Durante le prime ventiquattro ore potrebbe non accadere nulla, in apparenza. Solo il browser, il software che usiamo per navigare in Rete, comincerebbe a chiudersi in maniera inaspettata. Poi però, dopo 48 ore, la connessione finirebbe per rallentare e così le prestazioni del computer. Stessa musica per le funzioni della nostra telecamera connessa, smart tv o termostato intelligente. Giovedì, nel migliore dei casi, le prime mail che non abbiamo mai scritto prenderebbero a partire dalla nostra posta in quantità crescente, mentre i nostri account sui social network cadrebbero uno ad uno in altre mani. «Ecco cosa succede ad un pc che abbiamo lasciato collegato a Internet senza alcuna protezione per una settimana», spiega Marco Ramilli, 36 anni, a capo dell’azienda bolognese di cybersicurezza Yoroi. «Un esperimento che ha dato risultati prevedibili ma interessanti, soprattutto in termini di quantità». Volendo tradurre l’aggettivo usato da Ramilli in numeri, si arriva ad una cifra che va dalle 12 alle 38mila minacce al giorno. Mille e 500 all’ora, poco meno di 30 al minuto. Sono i tentativi di trovare porte di accesso libere ai dispositivi usati dalla Yoroi. E fra loro il computer è stato la prima vittima, seguito dall’universo degli apparecchi domestici di nuova generazione. Alcuni di questi tentativi sono in realtà scansioni sul larga scala della Rete, generiche e non necessariamente malevole. Ci sono ad esempio motori di ricerca sui generis, da Shodan. Io a Censys. io, che a pagamento o gratuitamente frugano il Web in cerca di dispositivi connessi di un certo tipo, marca, area geografica o che non sono protetti. Poi vendono i dati a chi li chiede. Altre invece, una volta trovata la falla, istallano software per estrarre criptovaluta sfruttando la potenza dell’apparecchio infettato fin quasi a paralizzarlo ed evitando di pagare la bolletta della luce. O ancora lo aggiungono alla loro rete di “pc zombie” dalla quale far partire attacchi intasando la banda e rendendo la navigazione impossibile. Può anche succedere che sia il virus stesso a proteggerci per evitare che altri si istallino attirando l’attenzione e peggiorando le performance della macchina.
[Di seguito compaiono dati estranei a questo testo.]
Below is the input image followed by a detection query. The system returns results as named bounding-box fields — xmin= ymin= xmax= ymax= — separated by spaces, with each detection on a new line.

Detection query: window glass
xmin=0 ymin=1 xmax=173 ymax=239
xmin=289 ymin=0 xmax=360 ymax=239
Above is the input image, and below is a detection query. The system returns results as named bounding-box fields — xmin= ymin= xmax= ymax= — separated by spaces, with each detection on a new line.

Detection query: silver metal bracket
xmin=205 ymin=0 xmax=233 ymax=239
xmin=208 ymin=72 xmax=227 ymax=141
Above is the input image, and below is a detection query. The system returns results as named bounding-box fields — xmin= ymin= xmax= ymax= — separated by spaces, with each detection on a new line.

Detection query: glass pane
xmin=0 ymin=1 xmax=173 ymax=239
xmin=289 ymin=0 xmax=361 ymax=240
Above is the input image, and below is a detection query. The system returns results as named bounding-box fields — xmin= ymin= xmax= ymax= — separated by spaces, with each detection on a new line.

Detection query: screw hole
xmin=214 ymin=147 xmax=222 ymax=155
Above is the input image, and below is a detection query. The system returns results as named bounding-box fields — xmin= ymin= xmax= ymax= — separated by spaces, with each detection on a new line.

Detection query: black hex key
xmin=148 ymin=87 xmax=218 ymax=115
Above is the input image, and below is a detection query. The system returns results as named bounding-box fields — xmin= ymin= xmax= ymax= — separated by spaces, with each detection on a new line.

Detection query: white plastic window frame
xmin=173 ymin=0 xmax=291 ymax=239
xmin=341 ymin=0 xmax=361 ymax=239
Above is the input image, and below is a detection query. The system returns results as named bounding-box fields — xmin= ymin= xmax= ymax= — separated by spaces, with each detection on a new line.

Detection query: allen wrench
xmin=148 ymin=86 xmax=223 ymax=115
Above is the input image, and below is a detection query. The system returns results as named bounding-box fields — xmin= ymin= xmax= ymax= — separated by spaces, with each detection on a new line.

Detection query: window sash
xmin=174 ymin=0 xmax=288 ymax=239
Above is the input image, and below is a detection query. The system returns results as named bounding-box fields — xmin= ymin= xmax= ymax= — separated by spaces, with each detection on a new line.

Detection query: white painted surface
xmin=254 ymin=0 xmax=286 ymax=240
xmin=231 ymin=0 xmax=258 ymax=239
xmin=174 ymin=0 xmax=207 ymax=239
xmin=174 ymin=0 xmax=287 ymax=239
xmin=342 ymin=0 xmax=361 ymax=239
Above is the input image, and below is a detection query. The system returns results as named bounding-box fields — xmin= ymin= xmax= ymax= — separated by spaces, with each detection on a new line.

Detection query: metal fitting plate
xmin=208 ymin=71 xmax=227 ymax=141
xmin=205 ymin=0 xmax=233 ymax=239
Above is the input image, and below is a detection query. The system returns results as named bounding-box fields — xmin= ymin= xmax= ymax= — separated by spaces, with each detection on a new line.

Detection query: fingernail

Ci raggiungono passando da server russi, cinesi, statunitensi o attraversando il Dark Web. Il lunedì e martedì soprattutto dagli Usa, verso fine settimana dalla Russia. Uno sport di massa, praticato da dilettanti e professionisti, nel quale però individuare la vera origine dei giocatori è complicato.
«Il fenomeno sta assumendo dimensioni mai viste prima», racconta Alessio Pennasilico, 43 anni, della P4i e membro del comitato scientifico del Clusit, l’Associazione Italiana per la Sicurezza Informatica che ogni sei mesi stila un rapporto sullo stato delle cose in fatto di minacce cyber nel nostro Paese. «Per avere un’idea di quel che sta succedendo, basta dire che il 10 per cento di tutti gli attacchi subiti dal 2011 sono stati sferrati nei primi sei mesi del 2018. Siamo all’industrializzazione dei virus».
In attesa del prossimo rapporto Clusit, – verrà presentato in anteprima il 21 febbraio e non promette nulla di buono – la morale è che in un mondo connesso e sempre più popolato di oggetti smart attaccare su larga scala è economico, facile e alla portata di chiunque. Con tanto di motori di ricerca a disposizione. E si punta ai dispositivi meno protetti, quelli di cittadini comuni non sempre costruiti pensando alla sicurezza e che magari per distrazione non vengono schermati da un antivirus. Ci sono malware del 2001 e del 2012 che continuano a circolare in grande quantità. «Ma ormai i danni, a meno di non essere molto distratti, diventano palesi in poche ore», conclude Marco Ramilli. Fortuna che gli smartphone sono relativamente al sicuro. Ma solo perché la loro potenza è, almeno per adesso, ancora limitata per certi compiti.